Türkiye’nin bölgesel birliktelik ve güvenlik politikalarına ilişkin önemli değerlendirmelerde bulunan Kıran, şunları ifadelere yer verdi:
“Eğer o coğrafyada Kürt kardeşlerimizle birlikte hareket edersek, Türklüğün o bölgelerdeki egemenliği güçlenecek ve bu durum ekonomimize olumlu yansıyacaktır. Örneğin; terörle mücadeledeki harcamalar önemli ölçüde Türkiye’nin bütçesini etkiliyor. Hükümetin ekonomik verilerini ve savaşa harcanan kaynakları göz önünde bulundurursak, son 8-9 aydır bu harcamalar yapılmıyor; bu biriken enerji ve ekonomik kaynakları ülkenin geleceği için ve coğrafyamızdaki Türk ve Müslüman kardeşlerimizle bağlantılarımızı güçlendirmek için kullanmalıyız. Ekonomik kaynakları geleceğe yönlendirip gelecek ile bütünleştirmek ve dünya üzerindeki vizyonumuzu ve bölgedeki etkinliğimizi artırmak zorundayız. Aksi takdirde, sürekli ekonomik varlıklarımızın üzerinde baskı kurulacaktır.”

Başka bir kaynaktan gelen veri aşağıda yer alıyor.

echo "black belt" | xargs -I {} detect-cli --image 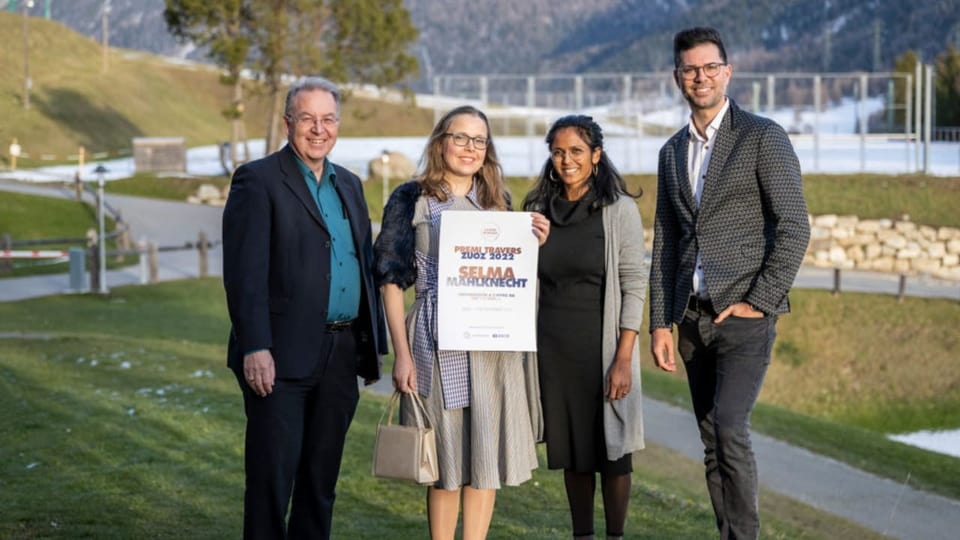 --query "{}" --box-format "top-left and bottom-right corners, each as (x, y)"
(687, 294), (717, 315)
(326, 321), (353, 334)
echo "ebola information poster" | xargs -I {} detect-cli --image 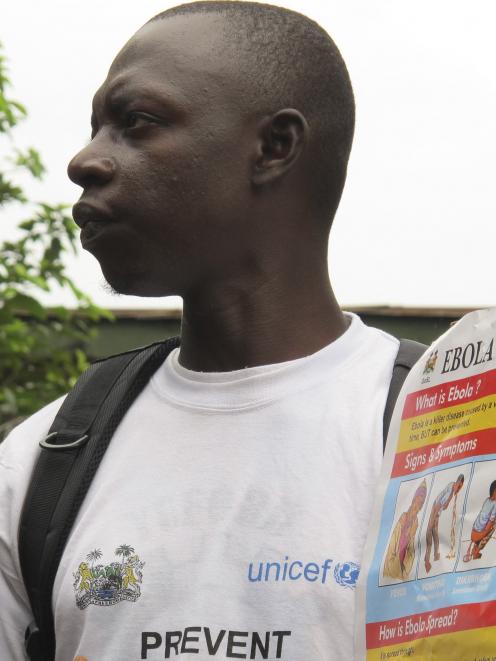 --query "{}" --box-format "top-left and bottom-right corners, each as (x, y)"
(356, 308), (496, 661)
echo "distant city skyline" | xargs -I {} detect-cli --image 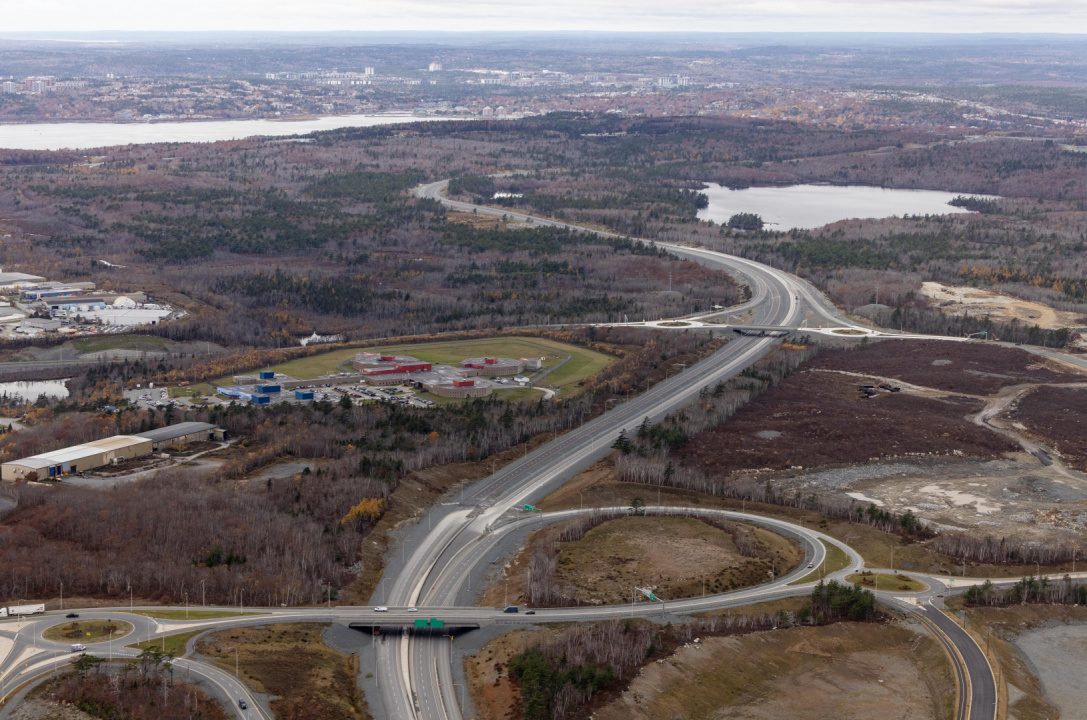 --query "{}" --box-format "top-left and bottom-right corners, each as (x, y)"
(2, 0), (1087, 34)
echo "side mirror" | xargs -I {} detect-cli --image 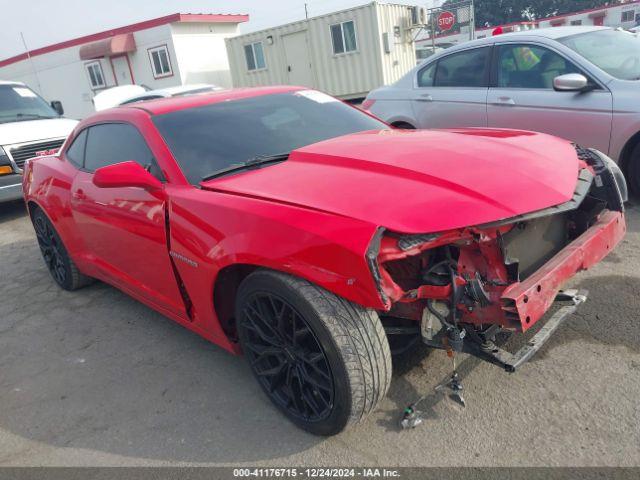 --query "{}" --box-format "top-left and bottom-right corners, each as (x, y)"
(93, 160), (162, 191)
(553, 73), (589, 92)
(51, 100), (64, 116)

“KADIN, ÇOCUK VE YAŞLI HERKES BİLİNÇLENMELİ”
Turan Birlikleri Teşkilatı Genel Başkan Yardımcısı ve Ankara Kadın Kolları Başkanı Ayşe Mercan ise kadınlar ve çocukların her alanda bilinçlendirilmesi gerektiğini söyledi.
Mercan, şöyle devam etti:
“Mesela; Türk toplumunda baba mesleği evlada genellikle empoze edilmez; bazen baba çocuğunu küçümser, bazen evlat babasını küçümseyerek yaptığı işi değerli görmez. Bu durum, eczacılık, terzilik, bakırcılık gibi mesleklerin tamamen kaybolmasına yol açmıştır. Üstüne hazır tekstil ürünleri girmiştir. Bu dayatma, çocukların atalarından miras kalan meslekleri sürdürememesine neden olmaktadır. Tarih boyunca atalarımızın meslekleriyle sürdürülebilir bir toplum olmayı başarmışken, şimdi bu durum tehdit altındadır. Bu nedenle meslek edinmeye yönelik eğitimlerin ve meslek okullarının önemi büyüktür. Kadınlar da, çocuklar da her açıdan bilinçlendirilmelidir. Böylece toplumu doğru bir şekilde yönlendirebiliriz ve Türk toplumunun ne kadar güçlü olduğunu gösterebiliriz.”